Consider a scenario where we monitor webhooks for updates on a set of related tables. Without the above strategy, it is possible that we could write to the same tables at the same time, possibly causing duplicate data or worse.

Let’s further extend this by considering what would happen if the data on those tables are read while they are being updated, especially if the update procedure is complex and takes a few seconds. This would mean that the logic reading this data would get an inaccurate reading and any logic depending on that would follow down this road. Possibly leading to my least favourite category of bugs - logic errors.

Classification: Not leveraging atomicity

Dynamic vs. static data

Consider the following scenario:

A user has a subscription with your service. This subscription is invoiced every month, and it is built off of a table of transactions, perhaps a double entry system. There might be other parts to this as well, such as definitions of transaction types and categorisation.

When building the invoices table the first thought might be to use a many-to-many relationship to group individual transactions into an invoice. However, a problem would soon arise if anything related to those transactions need to change or are erroneously changed.

The solution in my opinion is to save the individual transactions inside the invoice as an embedded jsonb.
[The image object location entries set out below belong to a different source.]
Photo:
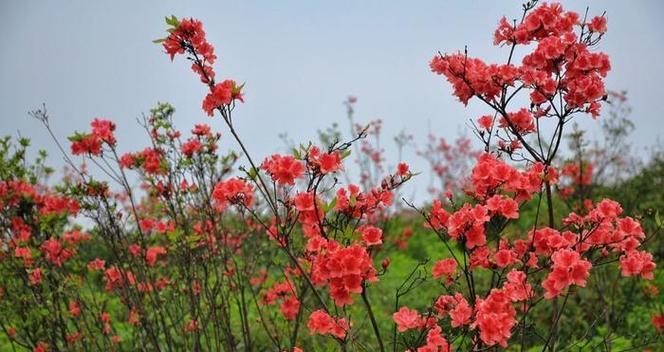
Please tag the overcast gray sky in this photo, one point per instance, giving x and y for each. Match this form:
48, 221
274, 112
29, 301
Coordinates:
299, 59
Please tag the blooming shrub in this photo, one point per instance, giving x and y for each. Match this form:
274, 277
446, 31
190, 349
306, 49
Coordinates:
281, 255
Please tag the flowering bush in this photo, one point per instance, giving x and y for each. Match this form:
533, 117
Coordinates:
281, 255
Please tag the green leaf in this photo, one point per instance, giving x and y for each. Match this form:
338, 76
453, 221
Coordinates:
172, 21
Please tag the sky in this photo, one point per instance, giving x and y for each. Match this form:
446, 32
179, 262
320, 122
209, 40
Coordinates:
299, 59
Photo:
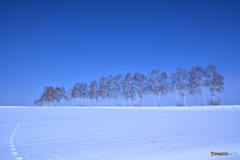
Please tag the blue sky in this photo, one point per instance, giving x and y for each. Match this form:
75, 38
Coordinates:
56, 43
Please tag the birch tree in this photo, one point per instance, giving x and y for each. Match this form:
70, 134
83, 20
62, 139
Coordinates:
93, 92
129, 88
165, 85
143, 86
182, 74
62, 93
119, 81
194, 82
203, 78
215, 81
152, 85
136, 86
175, 84
124, 90
112, 87
67, 96
190, 85
85, 92
101, 90
158, 85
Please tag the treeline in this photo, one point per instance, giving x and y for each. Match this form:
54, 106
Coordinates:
131, 88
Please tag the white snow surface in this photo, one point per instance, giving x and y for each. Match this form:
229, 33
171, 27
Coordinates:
119, 133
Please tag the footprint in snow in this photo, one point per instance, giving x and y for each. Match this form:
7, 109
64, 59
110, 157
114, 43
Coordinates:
14, 153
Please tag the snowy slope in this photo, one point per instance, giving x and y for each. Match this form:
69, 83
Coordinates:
119, 133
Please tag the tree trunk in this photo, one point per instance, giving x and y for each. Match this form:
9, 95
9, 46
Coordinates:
176, 94
158, 99
165, 99
153, 99
203, 92
191, 99
143, 99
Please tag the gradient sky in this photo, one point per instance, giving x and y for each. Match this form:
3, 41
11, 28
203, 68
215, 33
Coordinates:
56, 43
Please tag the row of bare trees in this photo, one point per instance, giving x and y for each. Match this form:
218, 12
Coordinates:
132, 87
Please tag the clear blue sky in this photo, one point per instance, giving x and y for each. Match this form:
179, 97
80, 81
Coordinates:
56, 43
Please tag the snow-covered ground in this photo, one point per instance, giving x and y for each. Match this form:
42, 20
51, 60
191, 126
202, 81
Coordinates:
119, 133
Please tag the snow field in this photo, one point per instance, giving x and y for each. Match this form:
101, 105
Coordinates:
119, 133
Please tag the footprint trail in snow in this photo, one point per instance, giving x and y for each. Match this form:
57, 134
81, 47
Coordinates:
11, 142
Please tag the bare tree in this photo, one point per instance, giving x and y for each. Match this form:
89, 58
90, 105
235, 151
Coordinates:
152, 85
107, 89
56, 95
165, 85
194, 83
101, 90
143, 87
44, 95
129, 88
67, 96
190, 85
136, 86
38, 102
112, 87
74, 94
124, 90
62, 93
119, 81
85, 92
182, 74
93, 92
158, 84
175, 83
215, 81
202, 73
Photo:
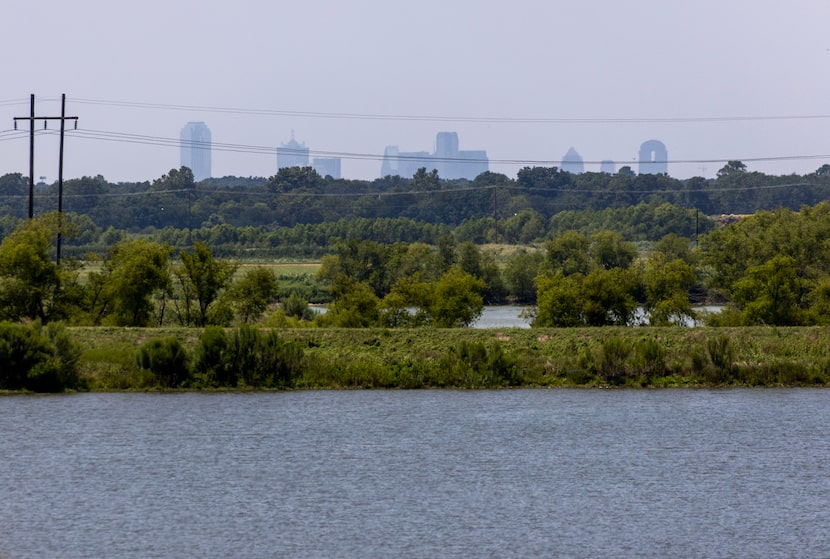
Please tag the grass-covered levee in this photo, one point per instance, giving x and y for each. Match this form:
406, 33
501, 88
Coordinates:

This preserves the data in the state it was at the time the invoice was generated. Changes after the fact will not affect this specific invoice, and if need be a new invoice can be created to override this one. Just as we currently cannot travel back in time, certain parts of the system - finance in this case - have to follow the same rules.

Classification: Not preserving data in its original state / Rewriting history

That’s it for now. This is a rather wide topic, and I’ll probably be adding a part 2 at some point with some more real world examples. Specifically I’d like to illustrate how a seemingly non-data problem can actually be related to data for instance UX. To be continued!